By Peter Kennedy
As investment strategists roll their forecasts for 2024, markets are engaged in a non-stop debate over the likely extent and timing of a fresh round of interest cuts in the U.S. The impact of high global interest rates is hampering demand for industrial metals and suppressing prices despite disruptions and the likelihood that China will take more steps to revive its growth, analysts say.
Copper, the most liquid of the major base metals, has begun the year on a downward slide as worries about global manufacturing and construction activity weigh on sentiment. Analysts say the red metal is likely to trade near US$8,500/tonne through January before moving lower.
A year ago, fixed income strategists were predicting that the Chinese economy would be in recovery mode. They also assumed that interest rates would be heading down a whole lot faster.
But much of what was expected to happen in the U.S. in 2023 did not occur, said Jack Manley, Global Market Strategist at JP Morgan Asset Management during a recent interview.
“The U.S economy is not in a recession. The U.S. Federal Reserve continued to raise rates through July 2023, and the Chinese economy has sputtered,” he said.
Now traders are growing increasingly concerned that the ongoing resilience of the U.S. economy will prompt the Federal Reserve to hold off from cutting interest rates.
Christian Nolting, Global Chief Investment Officer with Deutsche Bank said the first rate cuts by the Federal Reserve and ECB should come at some point this year. But he is telling investors not to expect many. However, Nolting said it isn’t just monetary policy that investors should be concerned about.
Geopolitical challenges will remain high on its watch list. They include the Russia-Ukraine war and its impact on global food and energy security, Israel’s war against Hamas and possible impacts on oil production in the region, the tension between China and Taiwan, the world’s most important producer of computer chips, as well as the ongoing battle between China and the U.S. for technology leadership.
Deutche Bank notes that important elections are scheduled in a total of 40 countries around the globe with a combined population of more than 3.0 billion people in 2024. These countries account for 42% of global gross domestic product. The uncertain outcomes of elections in the U.S., India, Russia and the EU, for example, are a major source of additional risk, especially as domestic political developments in many countries appear to have an increasingly tangible impact on their respective foreign policy decisions.

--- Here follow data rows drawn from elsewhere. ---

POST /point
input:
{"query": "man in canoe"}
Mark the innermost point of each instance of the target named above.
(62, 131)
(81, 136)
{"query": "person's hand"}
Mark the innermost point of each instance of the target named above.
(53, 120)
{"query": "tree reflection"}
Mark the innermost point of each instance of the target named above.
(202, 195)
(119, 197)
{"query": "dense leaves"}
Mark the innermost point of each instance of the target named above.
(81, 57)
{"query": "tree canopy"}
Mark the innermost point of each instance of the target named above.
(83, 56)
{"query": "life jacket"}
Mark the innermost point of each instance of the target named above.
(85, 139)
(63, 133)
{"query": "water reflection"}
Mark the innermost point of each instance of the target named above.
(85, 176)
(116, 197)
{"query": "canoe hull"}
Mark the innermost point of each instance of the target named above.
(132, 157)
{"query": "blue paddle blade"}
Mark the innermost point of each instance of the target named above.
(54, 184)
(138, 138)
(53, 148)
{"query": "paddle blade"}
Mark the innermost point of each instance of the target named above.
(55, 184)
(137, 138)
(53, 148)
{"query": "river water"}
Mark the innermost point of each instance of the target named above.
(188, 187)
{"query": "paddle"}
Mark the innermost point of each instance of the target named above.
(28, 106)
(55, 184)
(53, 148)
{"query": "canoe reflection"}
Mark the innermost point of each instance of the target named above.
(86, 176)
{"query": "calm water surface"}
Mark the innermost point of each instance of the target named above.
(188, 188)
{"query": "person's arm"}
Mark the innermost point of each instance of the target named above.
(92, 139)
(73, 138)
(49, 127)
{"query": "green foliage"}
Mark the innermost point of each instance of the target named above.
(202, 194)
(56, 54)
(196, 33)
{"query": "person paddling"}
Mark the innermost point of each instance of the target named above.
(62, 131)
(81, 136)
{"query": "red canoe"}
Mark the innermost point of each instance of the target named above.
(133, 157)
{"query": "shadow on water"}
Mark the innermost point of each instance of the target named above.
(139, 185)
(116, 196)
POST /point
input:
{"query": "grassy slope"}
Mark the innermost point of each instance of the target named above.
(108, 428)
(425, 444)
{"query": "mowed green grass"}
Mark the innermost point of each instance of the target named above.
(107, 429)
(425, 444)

What will this mean for the various asset classes is a key question as the new year starts to unfold.
RBC Capital Markets said the prospects of a higher-for-longer interest rate environment and slow economic growth in 2024 are expected to constrain the price of copper. China accounts for roughly 50% of net demand and we expect the Chinese housing market to remain tepid due to inflation, higher borrowing costs, and the travails facing many developers, RBC said.
Furthermore, RBC is projecting a global supply surplus in 2024 that will grow into 2025.
Oil markets, meanwhile, have seen a turbulent few months. Following significant increases over the summer and prices of more than US$90 per barrel in September, prices for Brent and WTI benchmarks fell sharply and fluctuated in November. The reasons cited for the downward trend included forecasts by the U.S. government that per capita demand from U.S. citizens could fall to its lowest level in 20 years in 2024, while U.S. oil production may have already peaked. The lifting of U.S. sanctions on imports from Venezuela oil in the wake of electoral reforms by the Venezuelan government under Nicolas Maduro is also likely to have supported the price trend. In addition, the feared supply shortfalls following the Hamas terrorist attack on October 7 – which had initially sent prices rising again for a few days – did not materialize.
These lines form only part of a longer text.